The proposed 397-foot-tall development will total 587,200 square feet, with 580,324 square feet designated for residential space and 4,362 square feet for commercial space. The building will have 682 residences, most likely rentals based on the average unit scope of 850 square feet. The concrete-based structure will also have a cellar but no accessory parking.
Well, to the extent there's a cellar, it will have to be concentrated in a relatively small section of the site that's below-grade and doesn't interfere with Long Island Rail Road operations. As shown in the image below, there's an LIRR substation that must be protected, and an LIRR Access Ramp built into the site, while only two train tracks are part of the site. 

B5 site, from developer's presentation at 3/15/19 Atlantic Yards Community Development Corporation meeting
What about the platform?

The platform over Block 1120, the western block of the two railyard blocks that will each support three towers, was supposed to start sometime this year and to take three years, according to a document I acquired.

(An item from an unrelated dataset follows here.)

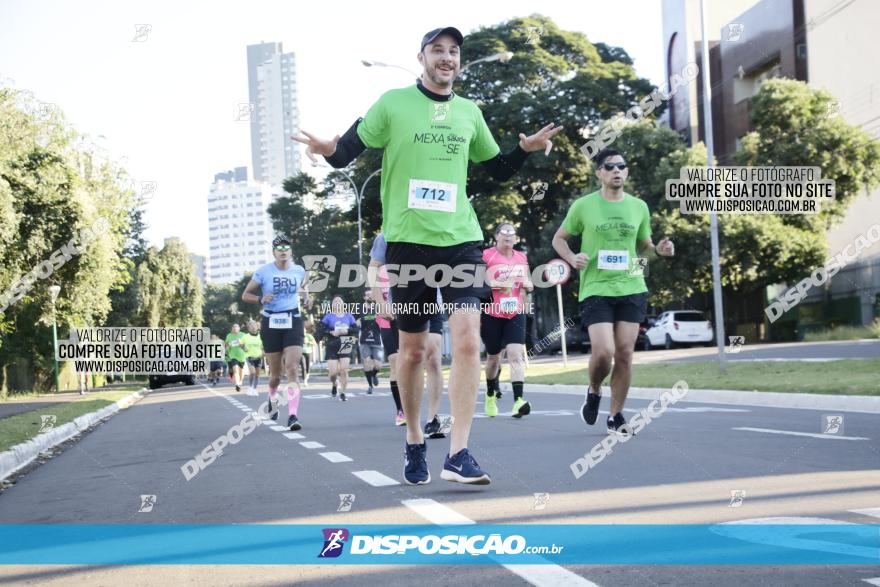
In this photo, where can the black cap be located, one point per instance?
(454, 32)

While the developer has not publicly discussed building the platform in segments, another document I acquired described building the platform between Sixth and Carlton avenue in two segments, the first for the B5 tower, and the second for the B6 and B7 towers.

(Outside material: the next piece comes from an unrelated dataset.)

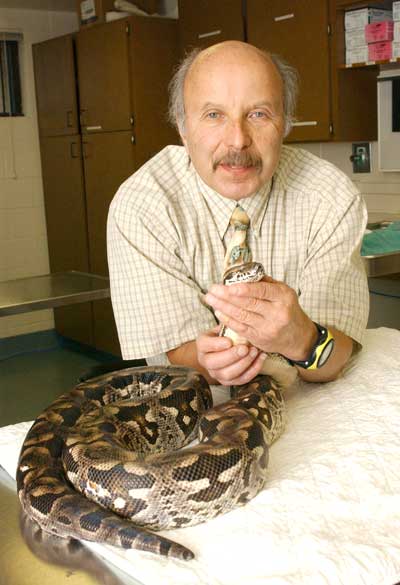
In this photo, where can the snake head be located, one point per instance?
(248, 272)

That's not implausible, given the significant start, as shown in the photo below, of concrete that that could support a platform.
Looking north from Pacific Street. Photo: Norman Oder
What's in the building?

Yes, most likely rentals because, um, they're not building condos any more.

Note that, as of a document filed with the state last September, developer Greenland Forest City Partners was predicting 650 units, not 682, with half of them (325) as affordable, with no information yet about the level of affordability. 

The increase in total units seems of a piece with a general increase in units per building, most notably at the planned B12 and B13 towers, where condos were swapped for rentals. That allows the project to get to the require 2,250 affordable units faster.

The tower would be built at the maximum allowable height, 397 feet, while the planned 587,200 square feet may seem less than the maximum 635,443 gross square feet, but the latter may include space not used for residential or retail purposes.

No rendering has been released, but Dattner Architects has provided an image of the building shape, below.

The building, according to Schedule A, would have an "ACCESSORY FITNESS AMENITY"--a gym?--and a bike room with storage for 341 bikes, a significant number.

Atlantic Avenue border in image at left; Pacific Street border in image at right.

Comments

  1. Here's my structural question - do they actually need to build a platform first and THEN put the building on top, or is the building's 'ground floor' essentially the platform for whatever the building is covering and they just need to extend that floor out the back to Pacific St (and cover with dirt)? Part of me feels like this building would be faster to build than the two under construction because they do not need to do months of excavation - the 'basement' (albeit unusable because of the tracks) is already there.